Last year (2015), I once again looked up Nevenka on the internet, and was amazed to find the names of Norman and Nevenka Gritz among the plaintiffs in a massive case brought by victims of terrorism against the Palestinian Liberation Organization (Sokolow vs. PLO).  Plainly this case had been brought years ago, while Norman had still been alive, but, surprisingly, I had never heard of it.  Even then, in 2015 when it had been adjudicated and a judgement rendered, I had still not heard of it, though I was grimly thrilled that the decision was against the murdering monsters of the PLO, to the tune of about $655 million.  Reading further about the case, I was happy to find that this decision was so damaging to the PLO, regardless of whether or not they ever paid a penny of that blood money, because it damaged any chance they might have had to be allowed into a respectable world body such as the U.N. or NATO.  Now that they had been judged in the eyes of the world to be the murderous thugs that they were, I fervently hoped that Nevenka would find at least some small modicum of comfort and closure.

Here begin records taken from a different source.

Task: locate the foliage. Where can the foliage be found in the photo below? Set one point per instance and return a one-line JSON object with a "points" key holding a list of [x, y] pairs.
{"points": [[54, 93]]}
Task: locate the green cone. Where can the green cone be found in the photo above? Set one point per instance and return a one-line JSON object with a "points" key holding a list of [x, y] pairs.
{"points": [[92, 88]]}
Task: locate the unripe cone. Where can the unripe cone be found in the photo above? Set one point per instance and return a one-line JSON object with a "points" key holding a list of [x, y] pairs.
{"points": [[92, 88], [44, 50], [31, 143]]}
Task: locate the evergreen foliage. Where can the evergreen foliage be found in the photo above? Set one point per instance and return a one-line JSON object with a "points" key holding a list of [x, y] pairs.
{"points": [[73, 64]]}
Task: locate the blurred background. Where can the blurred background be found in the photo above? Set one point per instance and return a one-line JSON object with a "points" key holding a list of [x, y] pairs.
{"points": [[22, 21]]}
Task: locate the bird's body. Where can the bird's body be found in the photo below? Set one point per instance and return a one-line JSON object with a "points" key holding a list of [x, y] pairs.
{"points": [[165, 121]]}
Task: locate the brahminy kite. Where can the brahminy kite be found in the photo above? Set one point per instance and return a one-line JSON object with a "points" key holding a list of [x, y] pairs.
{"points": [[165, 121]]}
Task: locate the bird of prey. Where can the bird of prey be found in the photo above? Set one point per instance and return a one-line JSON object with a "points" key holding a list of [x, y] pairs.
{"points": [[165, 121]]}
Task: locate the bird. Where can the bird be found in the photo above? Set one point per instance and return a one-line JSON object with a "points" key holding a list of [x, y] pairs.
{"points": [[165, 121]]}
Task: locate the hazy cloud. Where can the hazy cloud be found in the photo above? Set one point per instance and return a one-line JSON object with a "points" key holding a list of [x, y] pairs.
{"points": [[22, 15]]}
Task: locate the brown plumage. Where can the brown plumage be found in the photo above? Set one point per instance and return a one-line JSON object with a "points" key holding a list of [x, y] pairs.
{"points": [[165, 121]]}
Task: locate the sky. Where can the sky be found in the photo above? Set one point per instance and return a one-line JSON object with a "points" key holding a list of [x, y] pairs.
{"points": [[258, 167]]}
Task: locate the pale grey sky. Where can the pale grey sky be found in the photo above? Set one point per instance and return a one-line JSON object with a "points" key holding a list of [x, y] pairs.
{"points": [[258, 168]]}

Like so often before, I longed to reach out to Nevenka.  As always, I couldn't think of what I could possibly say to her, how or where to begin.  I also thought it would be indecorous to reach out when she had been granted a large sum of money.  So, as always, I did nothing.  But what I did do, shortly after, was to start reading books about Hemingway.  I read biographies of his wives, I read about the Spanish Civil War about which he had been so passionate, and, for the first time since 1982, I re-read "A Moveable Feast."

In 1999, at the beginning of my relationship with He Who, we had gone to Paris together.  We were passionately in love, in the most beautiful and romantic city in the world.  It was a heady time, pre-9/11 when the world changed, and our week there played out like a stereotypical romance novel, or one of my favorite ABBA songs, "Our Last Summer:" "We made our way along the river and we sat down in the grass, by the Eiffel Tower.  I was so happy we had met, it was the age of no regrets...I can still recall our last summer, I still see it all: walks along the Seine, laughing in the rain, our last summer, memories that we made."

I'd returned to Paris only once since that summer, in 2007, when my relationship with He Who was dying an agonizing death.  I'd been alone, and the contrast with the summer of 1999 had been excruciating.  Ever since then, I'd avoided any mention of Paris.  It had come to represent a romantic ideal I'd once been fortunate enough to live, but was now lost to me forever.  I'd even refused to watch Woody Allen's "Midnight in Paris," even though my friends all assured me I'd love it.

Now, however, many years had passed, and after re-reading "Feast" and all the other Hemingway-related books I'd devoured, and watching "Hemingway and Gellhorn" about his marriage to the brilliant and brave war correspondent and journalist Martha Gellhorn, I once again developed the same itch to see Paris that I'd had in 1982.  My strength had returned, and I believed that I'd be able to relish it with clear eyes; I was even able to watch "Midnight in Paris, " and enjoyed it.